Bird watchers will find it easier to identify the wide variety of feathered friends visiting Lake Illawarra with the launch of a new guide by Wollongong and Shellharbour City Councils today, Tuesday 22 January.
The colour brochure—funded by a grant from the NSW Local Land Services—highlights the diverse variety of birds that live in and migrate to Lake Illawarra each year.
“Lake Illawarra is a beautiful place that’s close to the hearts of those living across Wollongong and Shellharbour local government areas. It’s a space that’s used for a wide variety of recreational pursuits, including birdwatching,” Wollongong City Lord Mayor Councillor Gordon Bradbery AM said.

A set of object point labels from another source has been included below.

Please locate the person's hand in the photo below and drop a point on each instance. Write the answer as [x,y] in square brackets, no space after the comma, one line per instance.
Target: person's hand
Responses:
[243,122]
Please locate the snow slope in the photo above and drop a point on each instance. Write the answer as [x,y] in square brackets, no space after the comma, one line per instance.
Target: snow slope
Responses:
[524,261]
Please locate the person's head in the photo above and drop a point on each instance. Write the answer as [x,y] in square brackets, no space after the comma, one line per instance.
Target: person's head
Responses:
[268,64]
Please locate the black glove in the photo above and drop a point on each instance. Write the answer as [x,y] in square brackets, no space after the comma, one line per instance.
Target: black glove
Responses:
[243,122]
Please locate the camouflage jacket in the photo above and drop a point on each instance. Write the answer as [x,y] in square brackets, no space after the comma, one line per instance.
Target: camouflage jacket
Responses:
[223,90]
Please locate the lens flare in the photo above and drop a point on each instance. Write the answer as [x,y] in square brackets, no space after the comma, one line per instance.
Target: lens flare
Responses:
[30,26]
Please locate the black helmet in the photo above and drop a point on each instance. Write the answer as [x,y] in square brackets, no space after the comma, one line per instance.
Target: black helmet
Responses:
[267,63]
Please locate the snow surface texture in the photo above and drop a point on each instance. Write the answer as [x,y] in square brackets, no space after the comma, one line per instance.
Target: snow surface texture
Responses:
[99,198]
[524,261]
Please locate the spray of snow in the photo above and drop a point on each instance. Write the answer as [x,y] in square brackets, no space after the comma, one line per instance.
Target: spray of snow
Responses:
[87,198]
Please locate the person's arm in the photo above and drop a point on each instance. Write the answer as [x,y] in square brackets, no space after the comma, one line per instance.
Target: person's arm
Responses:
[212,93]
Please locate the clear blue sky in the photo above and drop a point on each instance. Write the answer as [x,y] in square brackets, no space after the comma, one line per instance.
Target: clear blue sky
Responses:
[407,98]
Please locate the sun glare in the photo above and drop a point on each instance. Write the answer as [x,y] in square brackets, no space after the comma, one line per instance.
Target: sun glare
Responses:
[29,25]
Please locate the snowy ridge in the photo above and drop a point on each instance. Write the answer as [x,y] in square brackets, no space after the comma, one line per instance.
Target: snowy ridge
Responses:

“When you see large numbers of birds around the Lake, it’s an indicator that it’s in good health. And this is good news for everyone. This brochure will make it easier to identify bird life and build awareness within our community of the key role this lake plays in the local natural ecology. This is not only about the birds but also about the protection of their habitats and in this case, Lake Illawarra. This is why the aquatic life must be protected as well.”
The new Birds of Lake Illawarra brochure includes images of common birds you may see around the lake and provides information on their preferred habitat.
Shellharbour City Mayor Cr Marianne Saliba encouraged both locals and visitors to use the brochure to gain a deeper appreciation for the bird life around Lake Illawarra.
“As well as birds that live in the area, the lake is also home to many migratory birds, some of whom travel for more than 26,000 kilometres to rest, feed and breed in this area,” said Cr Saliba.
“Some birds that you will probably always see around Lake Illawarra are the classic silver gulls, better known as sea gulls, as well as cormorants, pelicans and ducks. This brochure will help people identify other species including egrets, herons and spoonbills.”
Migratory waterbirds, such as plovers, sandpipers, stints, curlews and snipes, can make round trip migrations of up to 26,000 kilometres each year between their summer breeding grounds in the northern hemisphere and their feeding areas in the south.
These trips are made over several weeks, with brief stops at staging sites along the way to rest and refuel for the next leg of their journey. This waterbird migration is known as the East Asian—Australasian Flyway. Stretching across 22 countries it is one of eight major waterbird flyways recognised around the globe.
The brochure suggests four walks you can do to spot these birds and the best times to go birdwatching. The brochure is one of the actions listed in the draft Coastal Management Program for the Lake that was recently put out for community consultation.
Other actions within the draft program are aimed at enhancing water quality, caring for vegetation, reducing sediment runoff that may smother seagrasses, and developing a fauna management program to ensure that shorebird habitat and nesting sites are protected. The program is expected to be reported to the respective Councils in the next few months prior to being submitted to the NSW Government for certification.